As discussed in https://github.com/redis/redis/pull/10502#issuecomment-1097937901, it seems that some Linux images on AWS wrongly use xen as clocksource which results in sub-optimal performance (true system call when calling clock_gettime).
We would like to add a runtime check to warn users about it (much like what we do with THP). Additionally, we would like to add some INFO fields reporting the clock source (probably both what we detected the kernel is using, and the one used by our monotonic.c)
Comment From: yoav-steinberg
As a reference I'm putting some timing measurements here based on the custom monotonic.c mentioned in #10502:
| instance | clock source | ns per clock_gettime |
|---|---|---|
| c5.large (Nitro Hypervisor) | tsc | 23 |
| c5.large (Nitro Hypervisor) | kvm-clock* | 27 |
| m4.large (Xen Hypervisor) | tsc* | 27 |
| m4.large (Xen Hypervisor) | xen | 596 |
| c6g.large | arch_sys_counter* (Graviton2) | 35 |
* AWS recommended setting.
Comment From: yoav-steinberg
Given the above table I'm not totally sure how to move forward. Options:
1. If we're on Linux and on x86 then warn if the system isn't configured to use tsc. This will guide the user to probably the best possible performance since tsc seems to be best when available. The downside is that it might not be the recommended (safest) option, like in the case of the Nitro Hypervisor.
2. Same as above but instead of doing the check only on x86, do the check only if tsc is available. On non x86 systems it isn't available so there's no problem. But then if it's not available on an x86 system this might indicate some system issue that needs to be taken care of, and the user won't get a warning.
3. Warn user in any case we suspect a badly configured clock source based on profiling only (not on system configuration). So, for example, if clock_gettime(CLOCK_MONOTONIC) takes more than 100ns we always print a warning.

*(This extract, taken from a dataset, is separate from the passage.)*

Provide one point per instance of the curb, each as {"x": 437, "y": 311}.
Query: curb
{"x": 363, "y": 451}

@oranagra @madolson Waiting for your comments.
Comment From: madolson
I would vote to merge 2 and 3. "If we are running on x86, we are not using TSC, TSC is available, and our current clock is slow (100ns)." The warning should be generic though, "A faster clock may be available, investigate your options". It should also be added to the list of warnings that are suppressible.
Comment From: yossigo
I think 2 makes sense, I think runtime benchmarking libc functions to produce a warning might a step too far (and probably too prone to false positives as well).
Comment From: oranagra
I don't like the idea of measuring the performance, it could probably produce false report on systems under stress / valgrind or who knows.. we also can't know what's recommenced or safe to use, so i think the tools in our tool kit are: 1. check what the kernel is configured to use. 2. check what's available (do we have a way to tell that?) 3. have a list of platforms that come with bad defaults, and specifically target our code for these.
i.e. i don't think we need to have a generic mechanism for clock configuration problems. just warn about the common problems (in this case Linux / EC2)
Comment From: yoav-steinberg
check what's available (do we have a way to tell that?)
Yes we do.
Comment From: oranagra
so again, considering we don't know what's recommended or wrong to use, i think we should just try to detect the common problem we see with bad defaults on EC2.
so how about if we see it's using xen, but tcs is also supported, then we warn?
Comment From: yoav-steinberg
There's only one case we saw really bad results: xen. But I'm a bit worried about warning exclusively on xen because according to the kernel source it seems that the xen and kvm-clock sources have a similar implementation. I found a note here hinting that the problem with xen is some regression (not specifically related to ec2) which leads to a syscall instead of vdso making the call very slow. In theory this regression may be fixed at any moment.
We can however start with an exclusive warning on: xen when tsc in available, and continue from there.
Comment From: oranagra
maybe instead of testing the time it takes to call clock_gettime, we can somehow get system call counters and realize if it results in a real system call or a vdso?
Comment From: yoav-steinberg
maybe instead of testing the time it takes to call clock_gettime, we can somehow get system call counters and realize if it results in a real system call or a vdso?
I think this would be ideal. I'll check if I can find a good way to do this (@yossigo If you have any idea let me know).
Comment From: yoav-steinberg
Draft PR: #10636